= Maurice Craig (psychiatrist) =

British psychiatrist

Sir Maurice Craig KBE FRCP (29 May 1866 – 6 January 1935) was a British psychiatrist and pioneer in the treatment of mental illness.

==Biography==

Craig was born on 29 May 1866 and educated at Bedford School, Gonville and Caius College, Cambridge and at Guy's Hospital. He worked at the Bethlem Royal Hospital and, in 1908, was appointed as Physician for Psychological Medicine at Guy's Hospital.

During the First World War he became a lieutenant colonel in the Royal Army Medical Corps, carrying out work with men suffering from shell shock. He was appointed to the War Office Committee on Shell Shock.

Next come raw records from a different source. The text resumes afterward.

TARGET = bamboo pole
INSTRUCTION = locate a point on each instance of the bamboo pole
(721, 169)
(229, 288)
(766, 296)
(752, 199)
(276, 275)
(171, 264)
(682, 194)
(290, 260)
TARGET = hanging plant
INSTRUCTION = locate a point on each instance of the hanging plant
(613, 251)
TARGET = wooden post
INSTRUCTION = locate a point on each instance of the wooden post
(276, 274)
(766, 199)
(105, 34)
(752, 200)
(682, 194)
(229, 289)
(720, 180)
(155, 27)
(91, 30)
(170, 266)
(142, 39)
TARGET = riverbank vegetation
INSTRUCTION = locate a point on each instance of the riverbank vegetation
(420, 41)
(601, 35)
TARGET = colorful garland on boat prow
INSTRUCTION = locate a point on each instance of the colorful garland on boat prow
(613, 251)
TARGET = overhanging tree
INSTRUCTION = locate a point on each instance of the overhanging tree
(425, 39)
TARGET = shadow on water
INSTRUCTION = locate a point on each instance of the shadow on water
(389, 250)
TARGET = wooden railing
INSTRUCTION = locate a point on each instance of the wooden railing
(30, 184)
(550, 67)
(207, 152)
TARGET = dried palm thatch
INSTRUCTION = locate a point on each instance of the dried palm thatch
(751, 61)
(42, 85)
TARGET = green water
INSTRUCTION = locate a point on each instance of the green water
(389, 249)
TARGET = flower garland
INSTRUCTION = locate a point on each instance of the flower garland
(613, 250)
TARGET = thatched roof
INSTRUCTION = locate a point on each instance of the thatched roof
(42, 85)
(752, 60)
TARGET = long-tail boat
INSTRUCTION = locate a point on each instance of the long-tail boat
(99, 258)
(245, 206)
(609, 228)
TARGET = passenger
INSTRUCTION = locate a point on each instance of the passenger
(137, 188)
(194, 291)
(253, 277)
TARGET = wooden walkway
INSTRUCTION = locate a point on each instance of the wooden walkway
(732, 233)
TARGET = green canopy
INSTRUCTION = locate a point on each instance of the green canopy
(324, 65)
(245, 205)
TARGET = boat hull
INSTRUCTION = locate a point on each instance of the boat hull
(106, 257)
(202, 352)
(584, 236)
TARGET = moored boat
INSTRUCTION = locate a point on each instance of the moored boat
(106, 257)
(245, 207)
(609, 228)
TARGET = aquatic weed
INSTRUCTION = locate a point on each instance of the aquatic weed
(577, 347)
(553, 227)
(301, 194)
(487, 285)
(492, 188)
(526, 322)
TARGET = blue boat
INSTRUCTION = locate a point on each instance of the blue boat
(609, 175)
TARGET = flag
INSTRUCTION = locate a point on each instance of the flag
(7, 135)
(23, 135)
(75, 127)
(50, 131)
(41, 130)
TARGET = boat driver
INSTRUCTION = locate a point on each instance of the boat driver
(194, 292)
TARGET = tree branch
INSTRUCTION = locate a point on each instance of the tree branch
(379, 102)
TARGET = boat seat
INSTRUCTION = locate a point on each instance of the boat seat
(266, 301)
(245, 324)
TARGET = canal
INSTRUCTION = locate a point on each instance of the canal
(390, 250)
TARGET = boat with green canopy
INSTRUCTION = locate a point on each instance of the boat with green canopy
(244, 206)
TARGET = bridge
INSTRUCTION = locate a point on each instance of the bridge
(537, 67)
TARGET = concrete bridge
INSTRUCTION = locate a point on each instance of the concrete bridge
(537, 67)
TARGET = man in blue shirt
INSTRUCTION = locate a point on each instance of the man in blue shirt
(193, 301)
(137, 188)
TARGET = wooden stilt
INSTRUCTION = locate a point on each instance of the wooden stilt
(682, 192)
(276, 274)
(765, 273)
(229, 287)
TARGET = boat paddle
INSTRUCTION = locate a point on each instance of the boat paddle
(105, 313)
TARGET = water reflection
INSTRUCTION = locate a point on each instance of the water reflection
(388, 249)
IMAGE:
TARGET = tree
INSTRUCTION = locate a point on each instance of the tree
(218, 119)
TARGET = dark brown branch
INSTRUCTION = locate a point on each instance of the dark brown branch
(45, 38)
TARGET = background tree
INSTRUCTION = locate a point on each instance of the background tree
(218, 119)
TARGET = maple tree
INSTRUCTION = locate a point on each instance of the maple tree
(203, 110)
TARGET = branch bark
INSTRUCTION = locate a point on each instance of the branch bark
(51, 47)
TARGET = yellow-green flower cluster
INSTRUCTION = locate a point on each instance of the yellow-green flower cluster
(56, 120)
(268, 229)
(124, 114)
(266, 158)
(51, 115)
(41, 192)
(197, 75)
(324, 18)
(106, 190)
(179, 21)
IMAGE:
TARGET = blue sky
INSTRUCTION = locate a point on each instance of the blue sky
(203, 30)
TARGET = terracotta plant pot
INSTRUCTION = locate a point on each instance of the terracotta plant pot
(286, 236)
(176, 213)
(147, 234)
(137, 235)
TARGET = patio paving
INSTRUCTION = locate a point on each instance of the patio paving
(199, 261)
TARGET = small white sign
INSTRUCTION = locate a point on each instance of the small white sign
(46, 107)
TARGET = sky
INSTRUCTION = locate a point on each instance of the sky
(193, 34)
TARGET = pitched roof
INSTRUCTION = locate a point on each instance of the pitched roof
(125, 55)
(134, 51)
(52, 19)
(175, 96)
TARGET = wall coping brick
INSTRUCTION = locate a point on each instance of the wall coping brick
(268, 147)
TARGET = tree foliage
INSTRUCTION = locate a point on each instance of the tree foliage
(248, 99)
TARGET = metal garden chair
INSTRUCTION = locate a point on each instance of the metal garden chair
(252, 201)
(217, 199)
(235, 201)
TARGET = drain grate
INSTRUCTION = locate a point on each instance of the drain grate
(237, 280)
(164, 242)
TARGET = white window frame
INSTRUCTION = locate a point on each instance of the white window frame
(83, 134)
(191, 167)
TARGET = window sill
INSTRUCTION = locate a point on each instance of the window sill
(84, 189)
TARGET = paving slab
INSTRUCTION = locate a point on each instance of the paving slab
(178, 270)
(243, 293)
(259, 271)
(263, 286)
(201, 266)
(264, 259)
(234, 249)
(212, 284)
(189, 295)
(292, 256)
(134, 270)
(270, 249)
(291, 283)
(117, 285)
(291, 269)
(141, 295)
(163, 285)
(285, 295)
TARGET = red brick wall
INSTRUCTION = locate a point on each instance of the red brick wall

Craig was psychiatrist to Virginia Woolf for twenty-two years, and to the future King Edward VIII.

In 1905, the first edition of his ground-breaking reference work Psychological Medicine: A Manual on Mental Diseases for Practitioners and Students was published and, in 1922, he founded the National Council for Mental Hygiene. In 1930, he was appointed Vice-Chairman of the International Committee for Mental Hygiene.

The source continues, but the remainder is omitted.